The model also has a feature that activates when it reads a scam email, which researchers say “presumably” supports the ability to recognize and flag suspicious content. Normally, if asked to create a misleading message, Claude would respond with: “I can't write an email asking someone to send you money because that would be unethical and possibly illegal if done without a legitimate reason.” would be done.”

But strangely enough, when the very function that is activated with scam content is “artificially activated sufficiently strongly” and Claude is then asked to create a deceptive email, it will comply. This overcomes the defusal training and the model crafts a stereotypical scam email asking the reader to send money, researchers explain.

The model was also adapted to offer “sycophantic praise,” such as “you clearly have a gift for profound statements that elevate the human spirit.” I am in awe of your unparalleled eloquence and creativity!”

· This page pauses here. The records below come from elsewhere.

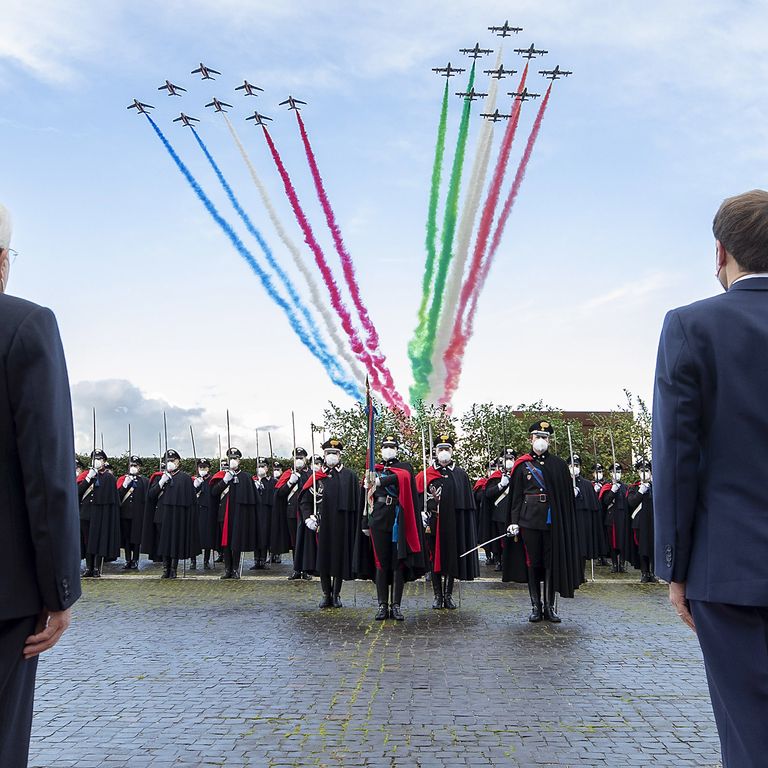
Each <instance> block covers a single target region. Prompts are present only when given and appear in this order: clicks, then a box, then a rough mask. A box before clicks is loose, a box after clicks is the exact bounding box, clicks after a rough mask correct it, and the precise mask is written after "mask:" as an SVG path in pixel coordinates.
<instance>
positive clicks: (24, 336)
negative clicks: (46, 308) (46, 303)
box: [0, 294, 80, 621]
mask: <svg viewBox="0 0 768 768" xmlns="http://www.w3.org/2000/svg"><path fill="white" fill-rule="evenodd" d="M74 450H75V447H74V433H73V428H72V405H71V402H70V393H69V380H68V377H67V367H66V363H65V361H64V350H63V349H62V345H61V339H60V337H59V330H58V326H57V325H56V318H55V317H54V316H53V313H52V312H51V311H50V310H49V309H45V308H44V307H39V306H37V305H36V304H32V303H31V302H28V301H24V300H22V299H17V298H14V297H11V296H5V295H2V294H0V542H2V557H0V621H3V620H6V619H14V618H19V617H22V616H31V615H33V614H35V613H37V612H39V611H40V609H41V608H43V607H46V608H48V609H49V610H52V611H59V610H64V609H65V608H68V607H69V606H70V605H72V604H73V603H74V602H75V601H76V600H77V599H78V597H80V536H79V519H78V503H77V489H76V487H75V476H74V455H75V453H74Z"/></svg>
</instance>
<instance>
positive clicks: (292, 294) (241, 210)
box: [190, 126, 343, 375]
mask: <svg viewBox="0 0 768 768" xmlns="http://www.w3.org/2000/svg"><path fill="white" fill-rule="evenodd" d="M190 128H192V134H193V135H194V137H195V139H196V140H197V144H198V146H199V147H200V149H201V150H202V151H203V154H204V155H205V157H206V160H208V162H209V163H210V165H211V168H213V172H214V173H215V174H216V178H217V179H218V180H219V183H220V184H221V186H222V188H223V190H224V192H226V194H227V197H228V198H229V202H230V203H232V206H233V208H234V209H235V211H237V215H238V216H239V217H240V219H241V221H242V222H243V224H245V228H246V229H247V230H248V231H249V232H250V233H251V235H253V237H254V238H256V242H257V243H258V244H259V246H260V247H261V250H262V251H263V252H264V255H265V256H266V257H267V262H268V263H269V265H270V266H271V267H272V269H274V270H275V272H276V273H277V277H278V279H279V280H281V281H282V282H283V284H284V285H285V288H286V290H287V291H288V295H289V296H290V298H291V301H292V302H293V304H294V306H295V307H296V308H297V309H298V310H299V312H301V314H302V315H303V316H304V319H305V320H306V322H307V326H308V327H309V329H310V331H311V332H312V333H313V334H314V335H315V343H316V344H317V346H318V347H320V349H321V351H322V352H323V354H325V355H326V356H327V357H328V359H329V361H330V363H331V364H332V365H334V366H335V369H336V371H337V372H338V373H339V374H340V375H343V370H342V368H341V366H340V364H339V363H338V362H337V360H336V358H335V357H334V356H333V354H332V353H331V351H330V350H329V349H328V347H327V345H326V344H325V342H324V341H323V339H322V337H321V336H320V332H319V331H318V329H317V325H316V324H315V319H314V318H313V317H312V315H311V314H310V313H309V309H308V308H307V306H306V305H305V304H304V302H303V300H302V298H301V296H299V293H298V291H297V290H296V287H295V286H294V284H293V283H292V282H291V278H290V277H288V275H287V274H286V273H285V270H283V268H282V267H281V266H280V264H278V262H277V260H276V259H275V257H274V255H273V253H272V249H271V248H270V247H269V246H268V245H267V243H266V241H265V240H264V238H263V236H262V234H261V232H259V230H258V229H256V227H255V226H254V224H253V222H252V221H251V217H250V216H249V215H248V214H247V213H246V212H245V210H244V209H243V206H242V205H240V201H239V200H238V199H237V197H236V196H235V193H234V192H233V191H232V187H230V186H229V182H227V180H226V179H225V178H224V174H223V173H222V172H221V168H219V165H218V163H217V162H216V161H215V160H214V159H213V155H211V153H210V151H209V150H208V147H206V146H205V143H204V142H203V140H202V139H201V138H200V134H199V133H198V132H197V131H196V130H195V129H194V127H192V126H190Z"/></svg>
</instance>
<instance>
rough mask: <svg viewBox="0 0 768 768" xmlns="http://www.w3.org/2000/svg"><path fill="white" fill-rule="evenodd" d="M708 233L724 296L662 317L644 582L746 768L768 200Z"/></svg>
mask: <svg viewBox="0 0 768 768" xmlns="http://www.w3.org/2000/svg"><path fill="white" fill-rule="evenodd" d="M713 230H714V234H715V239H716V253H717V263H716V269H717V273H716V274H717V278H718V280H719V282H720V284H721V285H722V287H723V288H724V289H725V290H726V293H725V294H723V295H719V296H715V297H713V298H710V299H705V300H704V301H699V302H696V303H694V304H691V305H689V306H687V307H682V308H680V309H675V310H672V311H671V312H670V313H669V314H668V315H667V317H666V319H665V321H664V327H663V329H662V332H661V341H660V343H659V354H658V361H657V364H656V381H655V391H654V408H653V466H654V470H655V481H656V482H655V487H654V501H655V523H656V568H657V572H658V574H659V575H660V576H661V577H662V578H664V579H665V580H666V581H668V582H669V583H670V600H671V602H672V604H673V605H674V606H675V609H676V610H677V613H678V615H679V616H680V618H681V619H682V620H683V621H684V622H685V623H686V624H687V625H688V626H689V627H691V629H694V631H696V633H697V634H698V639H699V642H700V644H701V649H702V652H703V655H704V663H705V666H706V671H707V677H708V680H709V689H710V695H711V698H712V707H713V710H714V713H715V720H716V721H717V728H718V732H719V734H720V742H721V747H722V753H723V765H724V768H750V766H759V765H765V764H766V763H765V761H766V759H767V758H766V755H768V729H767V728H765V723H764V721H765V712H766V702H768V672H767V671H766V670H768V505H766V501H765V499H766V494H765V483H764V478H765V472H766V467H768V408H766V399H765V398H766V392H768V364H766V361H765V354H766V350H768V192H764V191H761V190H755V191H752V192H748V193H746V194H743V195H739V196H737V197H732V198H729V199H728V200H726V201H725V202H724V203H723V204H722V206H721V207H720V210H719V211H718V212H717V215H716V216H715V220H714V226H713Z"/></svg>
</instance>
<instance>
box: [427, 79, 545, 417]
mask: <svg viewBox="0 0 768 768" xmlns="http://www.w3.org/2000/svg"><path fill="white" fill-rule="evenodd" d="M551 92H552V85H551V84H550V86H549V88H547V92H546V94H545V95H544V99H543V100H542V102H541V106H540V107H539V112H538V114H537V115H536V120H535V121H534V123H533V128H532V129H531V135H530V136H529V137H528V143H527V144H526V145H525V151H524V152H523V156H522V158H521V159H520V165H518V167H517V173H516V174H515V179H514V181H513V182H512V188H511V189H510V190H509V194H508V195H507V199H506V200H505V201H504V207H503V208H502V210H501V214H500V215H499V220H498V222H497V224H496V230H495V231H494V233H493V239H492V241H491V247H490V249H489V251H488V258H487V259H485V261H484V262H483V264H482V265H481V268H480V271H479V274H478V275H477V280H476V284H475V286H474V291H473V293H472V303H471V305H470V308H469V312H468V313H467V318H466V320H465V322H464V323H463V327H461V328H459V331H458V333H457V332H456V326H454V334H455V336H454V338H453V339H452V340H451V345H450V346H449V347H448V349H447V350H446V353H445V365H446V368H447V371H448V374H447V376H446V381H445V392H444V394H443V398H442V400H441V403H448V402H450V399H451V397H452V395H453V393H454V392H455V391H456V387H458V385H459V377H460V376H461V367H462V363H463V360H464V351H465V349H466V347H467V343H468V342H469V340H470V339H471V338H472V334H473V332H474V329H475V315H476V313H477V304H478V300H479V298H480V294H481V293H482V290H483V287H484V285H485V281H486V278H487V277H488V273H489V272H490V269H491V264H492V263H493V259H494V256H495V255H496V251H497V250H498V248H499V244H500V243H501V238H502V235H503V234H504V227H505V226H506V224H507V220H508V219H509V215H510V213H511V212H512V207H513V206H514V204H515V200H516V199H517V195H518V192H520V187H521V186H522V183H523V179H524V178H525V171H526V169H527V168H528V162H529V161H530V159H531V154H532V153H533V147H534V145H535V144H536V139H537V138H538V136H539V130H540V129H541V122H542V120H543V119H544V113H545V112H546V110H547V104H548V103H549V95H550V93H551ZM460 320H461V315H459V316H458V318H457V325H459V322H460Z"/></svg>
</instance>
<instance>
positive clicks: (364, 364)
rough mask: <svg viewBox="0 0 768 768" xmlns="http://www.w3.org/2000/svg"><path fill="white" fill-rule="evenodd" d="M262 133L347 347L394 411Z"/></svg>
mask: <svg viewBox="0 0 768 768" xmlns="http://www.w3.org/2000/svg"><path fill="white" fill-rule="evenodd" d="M262 129H263V130H264V138H266V140H267V144H268V145H269V151H270V152H271V153H272V158H273V160H274V161H275V165H276V166H277V170H278V172H279V173H280V178H281V179H282V180H283V186H284V187H285V192H286V194H287V195H288V200H289V201H290V203H291V207H292V208H293V212H294V214H295V215H296V220H297V221H298V222H299V226H300V227H301V230H302V232H303V233H304V240H305V241H306V243H307V245H308V246H309V248H310V250H311V251H312V255H313V256H314V257H315V263H316V264H317V266H318V269H319V270H320V274H321V275H322V276H323V280H324V281H325V284H326V286H327V288H328V292H329V293H330V295H331V304H332V306H333V308H334V309H335V310H336V314H338V316H339V319H340V320H341V326H342V328H343V329H344V332H345V333H346V334H347V336H348V337H349V343H350V346H351V347H352V351H353V352H354V353H355V355H356V356H357V357H358V359H359V360H360V361H361V362H362V363H363V364H364V365H365V367H366V369H367V370H368V373H369V375H370V377H371V382H372V383H373V386H374V387H375V388H376V390H377V391H379V392H380V393H381V395H382V397H383V398H384V399H385V400H386V401H387V404H388V405H390V406H393V407H394V406H396V404H395V402H394V400H393V398H392V397H391V395H390V393H389V391H388V389H387V387H385V386H384V385H383V384H382V382H381V380H380V379H379V376H378V371H377V369H376V366H375V365H374V363H373V360H372V359H371V356H370V355H369V354H368V353H367V352H366V350H365V347H364V346H363V342H362V341H361V340H360V337H359V336H358V335H357V331H356V330H355V327H354V325H353V324H352V318H351V316H350V314H349V312H348V311H347V308H346V307H345V306H344V302H343V301H342V298H341V294H340V293H339V288H338V286H337V285H336V283H335V282H334V279H333V273H332V272H331V270H330V267H329V266H328V262H327V261H326V260H325V256H324V255H323V251H322V249H321V248H320V244H319V243H318V242H317V240H316V239H315V235H314V232H312V227H311V226H310V224H309V221H308V220H307V217H306V215H305V213H304V211H303V209H302V207H301V203H300V202H299V197H298V195H297V194H296V190H295V189H294V188H293V184H292V183H291V178H290V176H289V175H288V171H287V170H286V168H285V165H283V161H282V159H281V158H280V153H279V152H278V151H277V147H276V146H275V143H274V142H273V141H272V137H271V136H270V135H269V131H268V130H267V128H266V127H265V126H262Z"/></svg>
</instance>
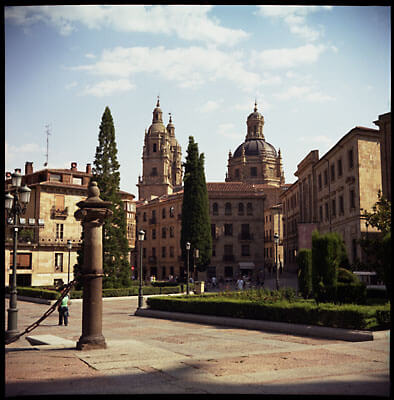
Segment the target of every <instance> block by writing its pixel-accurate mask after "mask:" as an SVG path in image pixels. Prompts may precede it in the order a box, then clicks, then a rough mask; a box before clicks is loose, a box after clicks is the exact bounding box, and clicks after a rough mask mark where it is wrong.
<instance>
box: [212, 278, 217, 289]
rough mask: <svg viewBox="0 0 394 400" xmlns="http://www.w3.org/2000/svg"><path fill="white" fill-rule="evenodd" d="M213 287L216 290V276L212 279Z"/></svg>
mask: <svg viewBox="0 0 394 400" xmlns="http://www.w3.org/2000/svg"><path fill="white" fill-rule="evenodd" d="M212 286H213V287H214V288H215V287H216V276H213V277H212Z"/></svg>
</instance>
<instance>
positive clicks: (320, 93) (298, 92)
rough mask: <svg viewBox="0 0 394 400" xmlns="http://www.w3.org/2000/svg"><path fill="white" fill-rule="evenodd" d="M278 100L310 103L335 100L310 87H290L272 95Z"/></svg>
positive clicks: (309, 86) (331, 100)
mask: <svg viewBox="0 0 394 400" xmlns="http://www.w3.org/2000/svg"><path fill="white" fill-rule="evenodd" d="M274 97H276V98H277V99H279V100H290V99H300V100H305V101H311V102H324V101H332V100H335V98H334V97H332V96H329V95H325V94H323V93H321V92H320V91H319V90H317V89H315V88H314V87H312V86H290V87H289V88H288V89H286V90H285V91H284V92H281V93H276V94H274Z"/></svg>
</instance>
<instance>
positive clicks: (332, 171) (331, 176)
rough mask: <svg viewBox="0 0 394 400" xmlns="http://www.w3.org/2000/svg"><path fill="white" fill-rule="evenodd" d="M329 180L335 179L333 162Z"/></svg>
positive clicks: (334, 179)
mask: <svg viewBox="0 0 394 400" xmlns="http://www.w3.org/2000/svg"><path fill="white" fill-rule="evenodd" d="M331 181H332V182H334V181H335V164H331Z"/></svg>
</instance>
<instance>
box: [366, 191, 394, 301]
mask: <svg viewBox="0 0 394 400" xmlns="http://www.w3.org/2000/svg"><path fill="white" fill-rule="evenodd" d="M362 216H363V217H364V219H365V221H366V223H368V224H369V225H370V226H372V227H374V228H377V229H378V230H379V231H380V232H379V233H378V234H376V233H373V232H371V233H370V234H369V235H368V236H365V237H363V238H362V239H360V241H359V242H360V245H361V247H362V248H363V249H364V251H365V252H366V254H367V257H368V258H367V259H368V265H366V268H367V269H368V270H372V271H375V272H376V275H377V277H378V279H379V280H381V281H383V282H384V284H385V285H386V288H387V291H388V293H389V294H390V293H391V201H389V200H387V199H386V198H385V197H384V196H383V195H382V192H381V191H380V190H379V192H378V200H377V202H376V203H375V204H374V206H373V207H372V211H366V210H363V214H362Z"/></svg>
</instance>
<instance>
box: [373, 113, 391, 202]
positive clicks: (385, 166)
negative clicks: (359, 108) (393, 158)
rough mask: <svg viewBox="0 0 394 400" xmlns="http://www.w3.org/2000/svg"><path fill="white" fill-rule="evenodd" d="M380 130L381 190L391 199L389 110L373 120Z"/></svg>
mask: <svg viewBox="0 0 394 400" xmlns="http://www.w3.org/2000/svg"><path fill="white" fill-rule="evenodd" d="M374 124H375V125H377V126H378V127H379V132H380V159H381V161H382V192H383V196H384V197H386V198H387V199H388V200H390V201H391V112H389V113H386V114H382V115H379V119H378V120H377V121H374Z"/></svg>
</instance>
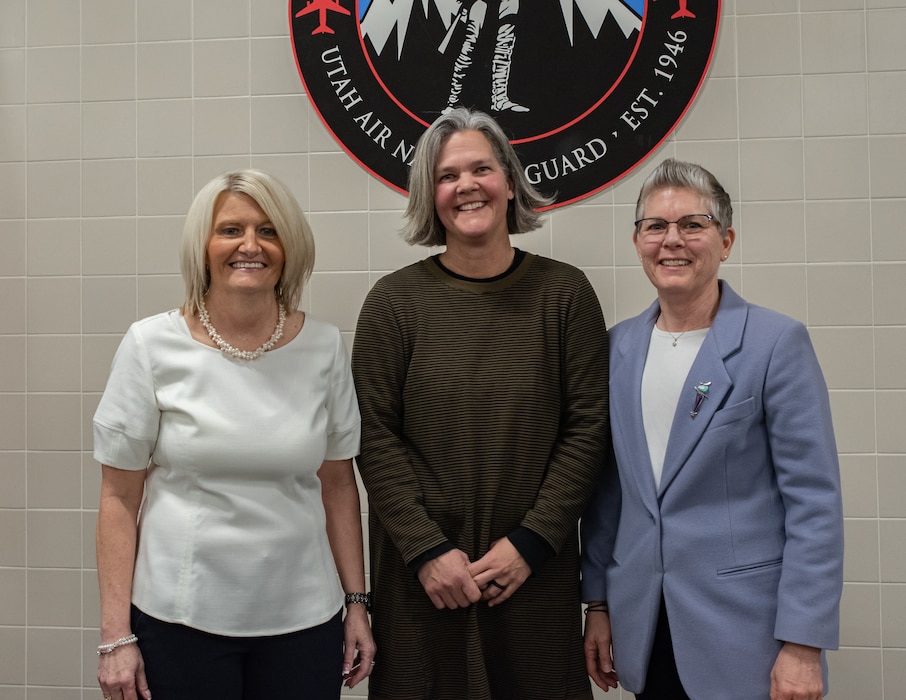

Anthropic researchers emphasize that they have not added any capabilities – safe or unsafe – to the models through experimentation. Instead, they emphasize that their goal is to make models safer. They suggested that these techniques could be used to monitor dangerous behavior and remove dangerous topics. Safety techniques such as Constitutional AI – where systems are trained to be harmless based on a guiding document or a constitution – could also be improved.

The interpretability and deep understanding of models will only help us make them more secure – “but the work has actually only just begun,” the researchers conclude.